Brazilian wholesale prices are rising faster than economists forecast, as a 14 percent slide in the currency over the past six months pushes up the cost of imports and commodities.
Wholesale, consumer and construction prices as measured by the IGP-M index rose 1.02 percent in the last 10 days of August from the same period a month earlier, the Getulio Vargas Foundation said today. The gain was bigger than forecast by all 13 economists surveyed by Bloomberg, whose median estimate was 0.67 percent.
The cost of components for manufacturers, many of which are imported, rose 1.95 percent between Aug. 21 and 31 compared with a 1.31 percent rise in the 10-day period at the end of July. Raw materials, including commodity exports priced in dollars like soy and iron ore, rose 3.3 percent.

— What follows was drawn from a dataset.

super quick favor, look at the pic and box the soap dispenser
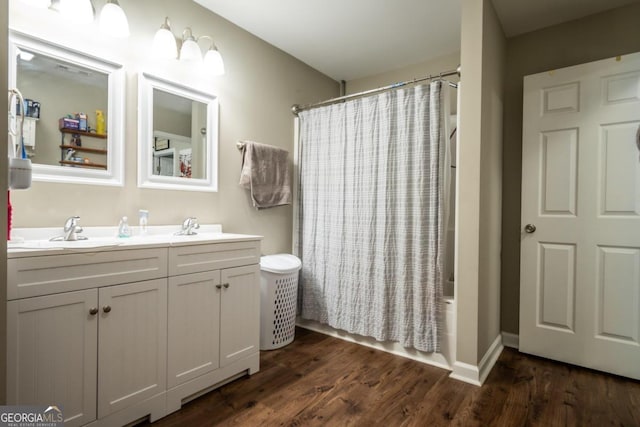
[118,216,131,238]
[138,209,149,235]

“Wholesale inflation shows the weak dollar is affecting prices,” Francisco Carvalho, head of currency trading at BGC Liquidez, said in an interview. “ We now need to find out whether it will pass-through to consumer prices.”

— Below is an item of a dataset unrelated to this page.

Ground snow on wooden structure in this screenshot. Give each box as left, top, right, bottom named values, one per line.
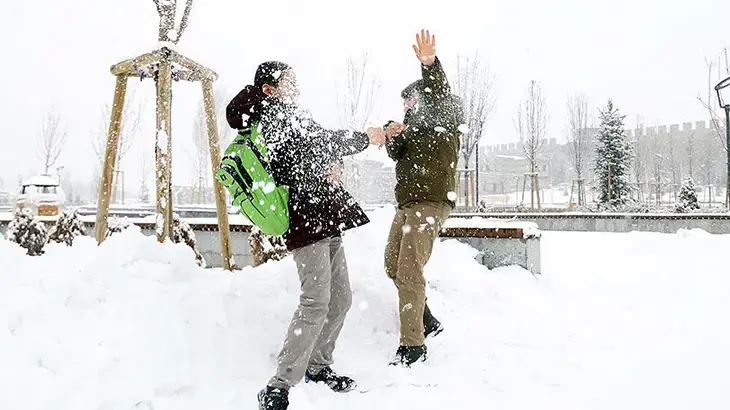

The real gained 0.20 percent to 2.2715 per U.S dollar at 11:08 a.m. local time. Swap rates maturing in January 2015 rose three basis points, or 0.03 percentage point, to 10.32 percent.

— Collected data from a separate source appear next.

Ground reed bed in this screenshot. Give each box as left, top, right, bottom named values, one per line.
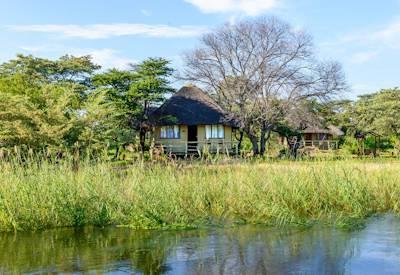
left=0, top=158, right=400, bottom=231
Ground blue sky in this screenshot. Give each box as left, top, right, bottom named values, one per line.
left=1, top=0, right=399, bottom=98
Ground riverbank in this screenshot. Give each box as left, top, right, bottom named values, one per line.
left=1, top=159, right=400, bottom=231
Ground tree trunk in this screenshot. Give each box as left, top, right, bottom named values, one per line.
left=113, top=146, right=120, bottom=160
left=139, top=100, right=148, bottom=155
left=237, top=130, right=244, bottom=154
left=286, top=136, right=300, bottom=159
left=243, top=128, right=259, bottom=156
left=259, top=128, right=271, bottom=156
left=250, top=135, right=259, bottom=156
left=139, top=128, right=146, bottom=154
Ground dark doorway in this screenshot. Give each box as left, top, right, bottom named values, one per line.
left=188, top=125, right=198, bottom=142
left=187, top=125, right=198, bottom=154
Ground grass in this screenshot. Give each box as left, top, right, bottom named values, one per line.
left=0, top=157, right=400, bottom=232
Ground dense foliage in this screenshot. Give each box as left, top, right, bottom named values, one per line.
left=321, top=88, right=400, bottom=155
left=0, top=55, right=174, bottom=155
left=0, top=52, right=398, bottom=157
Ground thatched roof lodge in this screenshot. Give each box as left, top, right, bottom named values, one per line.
left=150, top=86, right=239, bottom=155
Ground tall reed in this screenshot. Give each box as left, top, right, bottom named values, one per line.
left=0, top=157, right=399, bottom=231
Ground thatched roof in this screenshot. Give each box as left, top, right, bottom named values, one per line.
left=301, top=125, right=344, bottom=136
left=150, top=86, right=237, bottom=126
left=302, top=127, right=330, bottom=134
left=327, top=125, right=344, bottom=136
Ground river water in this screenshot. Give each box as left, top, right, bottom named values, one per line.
left=1, top=215, right=399, bottom=274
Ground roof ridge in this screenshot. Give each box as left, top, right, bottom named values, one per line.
left=174, top=86, right=225, bottom=111
left=150, top=86, right=237, bottom=126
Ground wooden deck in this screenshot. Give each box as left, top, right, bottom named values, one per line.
left=155, top=141, right=239, bottom=155
left=301, top=140, right=339, bottom=150
left=155, top=140, right=338, bottom=156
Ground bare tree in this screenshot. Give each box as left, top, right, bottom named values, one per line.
left=182, top=17, right=346, bottom=156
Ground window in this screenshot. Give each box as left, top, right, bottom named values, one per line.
left=318, top=133, right=327, bottom=141
left=205, top=125, right=224, bottom=139
left=160, top=126, right=180, bottom=139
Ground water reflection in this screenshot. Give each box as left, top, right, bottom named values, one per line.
left=0, top=216, right=399, bottom=274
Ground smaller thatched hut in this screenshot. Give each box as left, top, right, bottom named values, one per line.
left=301, top=125, right=344, bottom=149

The central bank said last week that the recent currency weakness can pressure inflation that has been running above the government’s 4.5 percent target since 2010. Prices jumped 6.09 percent in August from a year ago, according to the benchmark IPCA index.
The IGP-M index is a barometer of the exchange rate’s pass-through effect on inflation because 60 percent of the gauge is weighted in wholesale prices. In the past 12 months, the index has risen 3.9 percent.